Lots of noise in the Brexit process this week. The EU and the British team are now operating with abject suspicion of each other. Boris Johnson invented the threat of a food blockade to justify an assault on the treaty he'd only just signed. Tory MPs in the Commons rose one after another to insist that the EU was not negotiating in "good faith". It all looks terrible.

But a deal is still, even in this context, the most likely outcome. That's not to say it'll happen. No.10 is really quite deranged in its European policy and it is liable to make some very foolish decisions indeed. But the basic incentives have not changed: a deal is still in everyone's interest.

For the EU, no-deal is a failure. It is not the kind of failure they want to be associated with.
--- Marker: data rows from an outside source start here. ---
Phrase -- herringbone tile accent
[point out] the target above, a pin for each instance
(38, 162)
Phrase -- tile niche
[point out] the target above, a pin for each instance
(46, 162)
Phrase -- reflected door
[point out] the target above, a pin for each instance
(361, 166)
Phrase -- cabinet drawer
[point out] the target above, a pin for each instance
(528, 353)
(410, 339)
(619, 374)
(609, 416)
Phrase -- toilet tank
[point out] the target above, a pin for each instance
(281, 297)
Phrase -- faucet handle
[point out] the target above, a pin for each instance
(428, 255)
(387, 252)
That doesn't mean they're going to trip over their red lines, but they will likely put this week's antics into the 'domestic showboating' category and they will offer compromises - indeed, they already have done - if it gets a deal over the line.
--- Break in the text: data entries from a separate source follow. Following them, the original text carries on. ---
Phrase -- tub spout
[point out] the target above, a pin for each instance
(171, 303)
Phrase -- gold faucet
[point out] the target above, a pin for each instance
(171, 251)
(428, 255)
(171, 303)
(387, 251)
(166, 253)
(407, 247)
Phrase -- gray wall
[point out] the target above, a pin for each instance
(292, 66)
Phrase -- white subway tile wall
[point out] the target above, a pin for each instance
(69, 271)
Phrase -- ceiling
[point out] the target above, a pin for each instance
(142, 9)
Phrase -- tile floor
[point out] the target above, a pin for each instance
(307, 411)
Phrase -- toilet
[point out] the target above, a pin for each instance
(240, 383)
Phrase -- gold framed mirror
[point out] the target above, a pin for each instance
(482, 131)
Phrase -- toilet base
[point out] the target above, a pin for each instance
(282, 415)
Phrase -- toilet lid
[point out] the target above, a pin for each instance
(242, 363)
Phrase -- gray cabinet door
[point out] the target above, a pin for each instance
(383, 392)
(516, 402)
The same must ultimately be true for the UK. The public will not realistically look at the content of the deal, any more than it paid much attention to the content of the withdrawal agreement. In the media narrative, events will be simply defined as 'deal good' and 'no-deal bad'. For a government reeling from accusations of incompetence from all sides, no-deal would be a disaster.
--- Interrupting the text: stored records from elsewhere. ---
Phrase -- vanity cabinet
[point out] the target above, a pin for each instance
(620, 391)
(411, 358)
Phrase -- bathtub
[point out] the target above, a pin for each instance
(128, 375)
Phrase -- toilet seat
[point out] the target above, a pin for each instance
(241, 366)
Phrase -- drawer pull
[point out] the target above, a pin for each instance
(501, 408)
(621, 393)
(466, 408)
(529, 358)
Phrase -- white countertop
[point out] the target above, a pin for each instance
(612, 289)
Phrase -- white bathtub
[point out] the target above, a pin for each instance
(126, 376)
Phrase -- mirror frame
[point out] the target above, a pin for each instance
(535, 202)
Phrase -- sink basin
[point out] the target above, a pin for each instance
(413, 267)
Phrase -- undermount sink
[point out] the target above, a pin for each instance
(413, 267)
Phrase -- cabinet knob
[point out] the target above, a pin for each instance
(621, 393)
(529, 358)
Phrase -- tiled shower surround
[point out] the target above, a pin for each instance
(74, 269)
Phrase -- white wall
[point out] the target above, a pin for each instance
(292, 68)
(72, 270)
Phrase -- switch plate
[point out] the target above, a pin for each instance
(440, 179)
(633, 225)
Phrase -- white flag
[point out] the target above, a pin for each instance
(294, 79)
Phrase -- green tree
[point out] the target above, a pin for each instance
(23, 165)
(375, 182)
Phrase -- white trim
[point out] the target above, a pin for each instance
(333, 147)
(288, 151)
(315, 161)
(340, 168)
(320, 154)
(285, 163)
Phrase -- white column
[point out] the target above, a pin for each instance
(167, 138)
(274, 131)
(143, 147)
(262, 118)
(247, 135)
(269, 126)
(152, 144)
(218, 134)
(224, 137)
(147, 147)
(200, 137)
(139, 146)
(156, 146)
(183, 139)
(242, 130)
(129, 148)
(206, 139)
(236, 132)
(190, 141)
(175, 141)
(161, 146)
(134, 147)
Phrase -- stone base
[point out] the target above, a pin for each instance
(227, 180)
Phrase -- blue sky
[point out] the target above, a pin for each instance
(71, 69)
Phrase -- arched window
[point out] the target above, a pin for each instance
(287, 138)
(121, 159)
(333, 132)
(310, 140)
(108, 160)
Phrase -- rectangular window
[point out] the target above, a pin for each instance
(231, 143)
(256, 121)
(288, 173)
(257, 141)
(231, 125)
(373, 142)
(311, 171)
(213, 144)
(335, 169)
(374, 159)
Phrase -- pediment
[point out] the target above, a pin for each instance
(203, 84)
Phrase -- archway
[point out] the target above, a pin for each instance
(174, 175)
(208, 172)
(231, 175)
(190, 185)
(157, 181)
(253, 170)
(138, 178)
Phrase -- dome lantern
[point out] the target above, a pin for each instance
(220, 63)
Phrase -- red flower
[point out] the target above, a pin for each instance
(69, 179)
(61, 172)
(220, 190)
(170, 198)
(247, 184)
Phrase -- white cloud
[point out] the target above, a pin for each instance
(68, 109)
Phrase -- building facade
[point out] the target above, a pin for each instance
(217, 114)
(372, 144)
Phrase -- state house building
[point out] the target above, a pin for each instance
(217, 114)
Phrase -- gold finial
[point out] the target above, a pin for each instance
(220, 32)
If there were really firm issues of Brexit principles at stake, maybe it would be different. But in truth the divisions here are not unbridgeable. On fisheries and level playing field provisions on labour and the environment, the eventual landing zone is perfectly visible. It's state aid that is the problem. The EU has - implicitly - backed down from asking for full EU law and European Court of Justice jurisdiction when it asked the UK to provide the details of its envisioned state aid regime. Now it is up to the UK to provide it. In reality, all it needs to do is hand it to the Competitions and Markets Authority under the same principles operating now.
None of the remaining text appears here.